Третья мировая война
(сборник)
Олег Алексеев
Рассвет на Непрядве
1
В ту осень меня приняли на первый курс института в Москве. Приемные экзамены закончились, до начала занятий оставалось три дня, и мне вдруг нестерпимо захотелось домой — в деревню, в псковские леса, к родителям, к друзьям, к одной необыкновенной девушке.
Лес встретил шумом, шорохом сухой иглицы. За десять дней в городе я истосковался по родине, шел, шатаясь, будто пьяный. Вот и деревня, вот и наш дом под тесовой крышей, отец возится с ружьем, мать идет с ведрами за водой… Увидела меня, бросила гремучие ведра.
От матери я узнал, что моя девушка выходит замуж в соседнюю деревню…
Не помня себя, добрел до поля, лег на копну, уткнулся лицом в горячее. Стало вдруг страшно. Так страшно, как было в войну, когда по мне и матери стрелял немецкий пулеметчик…

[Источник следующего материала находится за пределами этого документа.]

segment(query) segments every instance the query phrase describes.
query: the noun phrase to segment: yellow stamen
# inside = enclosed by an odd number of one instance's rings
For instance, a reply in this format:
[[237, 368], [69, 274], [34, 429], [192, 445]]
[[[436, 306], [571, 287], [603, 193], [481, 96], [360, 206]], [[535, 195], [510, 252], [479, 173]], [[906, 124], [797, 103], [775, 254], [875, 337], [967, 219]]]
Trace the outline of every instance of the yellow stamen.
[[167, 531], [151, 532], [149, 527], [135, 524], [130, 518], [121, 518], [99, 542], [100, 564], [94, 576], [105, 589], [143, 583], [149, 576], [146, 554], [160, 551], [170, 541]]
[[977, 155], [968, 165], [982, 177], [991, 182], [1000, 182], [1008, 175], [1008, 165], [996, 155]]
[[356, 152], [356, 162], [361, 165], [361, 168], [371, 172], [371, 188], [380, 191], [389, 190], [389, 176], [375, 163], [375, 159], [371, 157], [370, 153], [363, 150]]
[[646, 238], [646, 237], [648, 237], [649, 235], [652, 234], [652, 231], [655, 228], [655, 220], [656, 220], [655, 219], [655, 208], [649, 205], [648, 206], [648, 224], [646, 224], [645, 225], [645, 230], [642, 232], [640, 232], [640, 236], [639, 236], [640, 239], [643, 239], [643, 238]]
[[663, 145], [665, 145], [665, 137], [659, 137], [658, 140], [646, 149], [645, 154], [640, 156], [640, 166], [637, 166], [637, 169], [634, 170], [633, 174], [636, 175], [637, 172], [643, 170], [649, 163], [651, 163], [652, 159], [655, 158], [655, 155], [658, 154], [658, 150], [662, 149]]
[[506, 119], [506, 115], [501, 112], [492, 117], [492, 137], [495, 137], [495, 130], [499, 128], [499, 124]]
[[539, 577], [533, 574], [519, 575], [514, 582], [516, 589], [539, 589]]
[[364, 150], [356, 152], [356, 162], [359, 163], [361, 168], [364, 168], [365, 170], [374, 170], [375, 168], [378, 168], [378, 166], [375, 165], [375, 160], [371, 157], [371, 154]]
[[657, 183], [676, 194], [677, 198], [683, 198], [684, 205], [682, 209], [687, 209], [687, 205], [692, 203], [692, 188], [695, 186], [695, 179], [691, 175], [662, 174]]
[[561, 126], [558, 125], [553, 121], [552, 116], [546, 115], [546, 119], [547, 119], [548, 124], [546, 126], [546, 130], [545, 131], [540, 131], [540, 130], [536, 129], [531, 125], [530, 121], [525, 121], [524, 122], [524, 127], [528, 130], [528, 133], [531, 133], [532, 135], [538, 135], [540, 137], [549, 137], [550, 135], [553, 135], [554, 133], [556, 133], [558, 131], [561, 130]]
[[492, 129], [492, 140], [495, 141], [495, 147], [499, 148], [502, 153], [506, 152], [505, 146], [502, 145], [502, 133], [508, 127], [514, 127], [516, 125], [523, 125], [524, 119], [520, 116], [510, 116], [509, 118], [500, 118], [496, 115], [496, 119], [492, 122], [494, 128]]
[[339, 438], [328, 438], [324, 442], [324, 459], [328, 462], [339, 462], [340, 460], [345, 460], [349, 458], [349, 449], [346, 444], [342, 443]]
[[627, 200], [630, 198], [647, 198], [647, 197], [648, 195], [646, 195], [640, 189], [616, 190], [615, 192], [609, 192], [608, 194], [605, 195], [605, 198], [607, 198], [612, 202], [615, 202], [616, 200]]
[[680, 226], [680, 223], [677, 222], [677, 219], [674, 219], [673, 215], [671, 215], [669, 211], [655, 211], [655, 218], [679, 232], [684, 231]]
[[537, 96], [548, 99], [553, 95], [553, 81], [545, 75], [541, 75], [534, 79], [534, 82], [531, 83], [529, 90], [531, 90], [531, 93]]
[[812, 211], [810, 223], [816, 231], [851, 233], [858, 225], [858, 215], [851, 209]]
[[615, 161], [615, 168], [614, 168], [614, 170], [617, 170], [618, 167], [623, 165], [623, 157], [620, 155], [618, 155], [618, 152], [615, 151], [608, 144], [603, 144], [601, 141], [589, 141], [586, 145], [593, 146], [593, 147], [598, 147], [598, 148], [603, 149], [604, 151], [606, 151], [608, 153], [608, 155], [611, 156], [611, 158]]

Смутно, словно издалека, долетел до меня чей-то голос. Пересилив себя, я привстал, а увидев, кто меня ищет, встал около копны…
Рядом со мной стояла хмурая женщина в темной юбке и черном платке, в мужском пиджаке, в яловых сапогах. Женщина, прихрамывая, подошла поближе. Левую руку держала неловко, будто птица подбитое крыло, в правой был холщовый узелок. Звали женщину Валентина-партизанка. В войну она жила в деревне за озером. Каратели сожгли деревню, а людей убили. Спаслась каким-то чудом одна Валентина. На ее глазах фашисты застрелили мать, сестру, брата и двоих детей Валентины — сына и дочку. Муж ее погиб в армии еще в сорок первом… У Валентины не осталось даже дальних родственников. «Полная, круглая сирота…» — говорила о себе Валентина. После страшного того дня она стала партизанкой. В деревне говорили, что она искала смерти, но и сама смерть ее боялась. От матери я слышал, что Валентина часто ходит на то место, где была ее деревня, садится около двух молодых елочек, называет их именами сына и дочки. Даже когда она улыбалась, глаза ее оставались пасмурными.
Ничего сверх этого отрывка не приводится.